Gender differences in plasma and urine metabolites from Sprague-Dawley rats after oral administration of normal and high doses of hydroxytyrosol, hydroxytyrosol acetate, and DOPAC.

PURPOSE: To date, several in vitro and in vivo studies have shown phenolic compounds occurring naturally in olives and olive oil to be beneficial to human health due to their interaction with intracellular signaling pathways. However, the bioavailability of the most important of these compounds, hydroxytyrosol (HT), and its transformation into derivatives within the organism after oral intake are still not completely understood, requiring further in vivo research. This study deals with the differential bioavailability and metabolism of oral HT and its derivatives in rats.
METHODS: Hydroxytyrosol (HT), hydroxytyrosol acetate (HTA), and 2,3-dihydroxyphenylacetic acid (DOPAC) were administered at doses of 1 and 5 mg/kg to Sprague-Dawley rats (n = 9 per treatment) by oral gavage. Their plasma kinetics and absorption ratio, assessed as their excretion in 24-h urine, were determined by UHPLC/MS/MS.
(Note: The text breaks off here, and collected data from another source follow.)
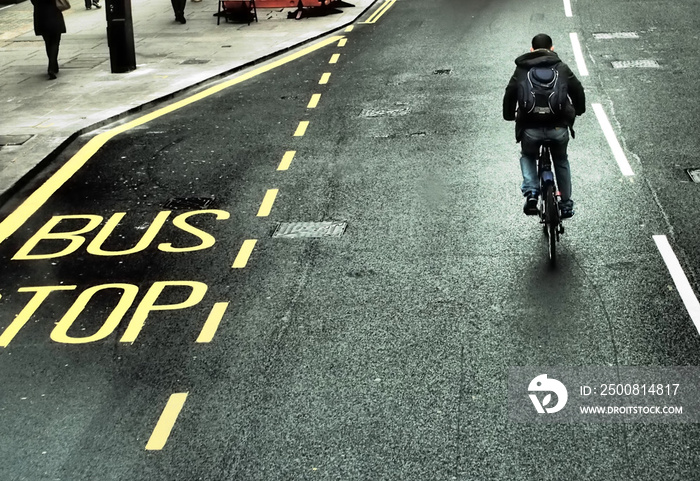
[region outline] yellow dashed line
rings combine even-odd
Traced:
[[[195,342],[206,343],[211,342],[214,339],[214,334],[221,324],[221,319],[224,318],[224,313],[228,307],[228,302],[217,302],[207,317],[207,321],[204,323],[202,332],[199,333],[199,337]]]
[[[326,72],[323,75],[321,75],[321,80],[318,82],[319,85],[326,85],[328,83],[328,80],[331,78],[331,73]]]
[[[350,25],[348,28],[345,29],[346,32],[352,32],[352,29],[354,28],[353,25]]]
[[[236,260],[233,261],[233,265],[231,267],[233,267],[234,269],[243,269],[248,264],[248,258],[253,252],[253,248],[255,247],[256,242],[258,242],[257,239],[248,239],[243,241],[241,250],[238,251]]]
[[[348,39],[347,38],[341,38],[340,41],[338,42],[338,47],[345,47],[347,45]]]
[[[340,58],[340,54],[334,53],[333,56],[331,57],[331,60],[328,63],[338,63],[339,58]]]
[[[63,166],[61,166],[61,168],[58,171],[56,171],[56,173],[53,174],[51,178],[49,178],[39,188],[37,188],[19,207],[17,207],[14,211],[12,211],[12,213],[10,213],[10,215],[8,215],[5,219],[3,219],[0,222],[0,243],[2,243],[3,241],[5,241],[5,239],[14,234],[17,231],[17,229],[19,229],[19,227],[22,226],[24,222],[29,217],[31,217],[37,210],[39,210],[39,208],[41,208],[41,206],[43,206],[44,203],[46,203],[46,201],[59,188],[61,188],[61,186],[63,186],[65,182],[68,181],[68,179],[70,179],[78,170],[80,170],[85,165],[85,163],[88,160],[90,160],[90,158],[99,149],[102,148],[104,144],[113,139],[115,136],[121,134],[122,132],[126,132],[127,130],[136,128],[140,125],[144,125],[150,122],[151,120],[155,120],[159,117],[167,115],[201,99],[209,97],[210,95],[216,94],[228,87],[245,82],[246,80],[249,80],[265,72],[269,72],[281,65],[285,65],[289,62],[299,59],[304,55],[308,55],[311,52],[315,52],[327,45],[337,43],[338,40],[340,40],[340,38],[342,37],[329,37],[328,39],[317,44],[313,44],[303,50],[300,50],[299,52],[282,57],[279,60],[276,60],[270,64],[258,67],[254,70],[240,75],[239,77],[214,85],[213,87],[203,90],[202,92],[179,100],[154,112],[142,115],[141,117],[138,117],[118,127],[115,127],[107,132],[103,132],[101,134],[96,135],[95,137],[90,139],[88,143],[85,144],[78,152],[76,152],[75,155],[73,155],[73,157],[71,157],[68,160],[68,162],[63,164]]]
[[[292,163],[292,159],[294,159],[294,155],[297,153],[296,150],[288,150],[284,153],[284,156],[282,157],[282,161],[280,162],[280,165],[277,167],[277,170],[287,170],[289,168],[289,164]]]
[[[265,198],[260,204],[260,209],[258,209],[258,217],[267,217],[270,215],[270,210],[272,210],[272,204],[275,203],[275,198],[277,197],[277,192],[279,189],[268,189],[265,193]]]
[[[308,120],[302,120],[299,122],[299,126],[297,127],[296,132],[294,132],[294,137],[303,137],[304,134],[306,133],[306,129],[309,127],[309,121]]]
[[[168,403],[165,405],[165,409],[163,409],[163,413],[160,415],[160,419],[158,419],[158,423],[156,424],[156,427],[153,430],[148,443],[146,444],[147,450],[158,451],[163,449],[163,446],[165,446],[165,443],[168,441],[168,437],[170,436],[170,431],[172,431],[173,426],[175,426],[177,416],[180,414],[182,406],[185,404],[187,394],[188,393],[186,392],[179,392],[170,396],[170,399],[168,399]]]
[[[309,105],[306,106],[307,109],[315,109],[318,105],[318,101],[321,100],[321,94],[313,94],[311,100],[309,100]]]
RESULTS: Plasma and urine levels indicated that although the three compounds are efficiently absorbed in the gastrointestinal tract and show similar metabolism, the bioavailability is strongly dependent on the derivative considered, dosage, and gender. Inter-conversion among them has been described also, suggesting an interaction with internal routes. Microbiota metabolites derived from these phenolics were also taken into account; thereby, homovanillic alcohol and tyrosol were identified and quantified in urine samples after enzymatic de-conjugation, concluding the metabolic profile of HT.
CONCLUSIONS: Our results suggest that different dosages of HT, HTA, and DOPAC do not provide a linear, dose-dependent plasma concentration or excretion in urine, both of which can be affected by the saturation of first-phase metabolic processes and intestinal transporters.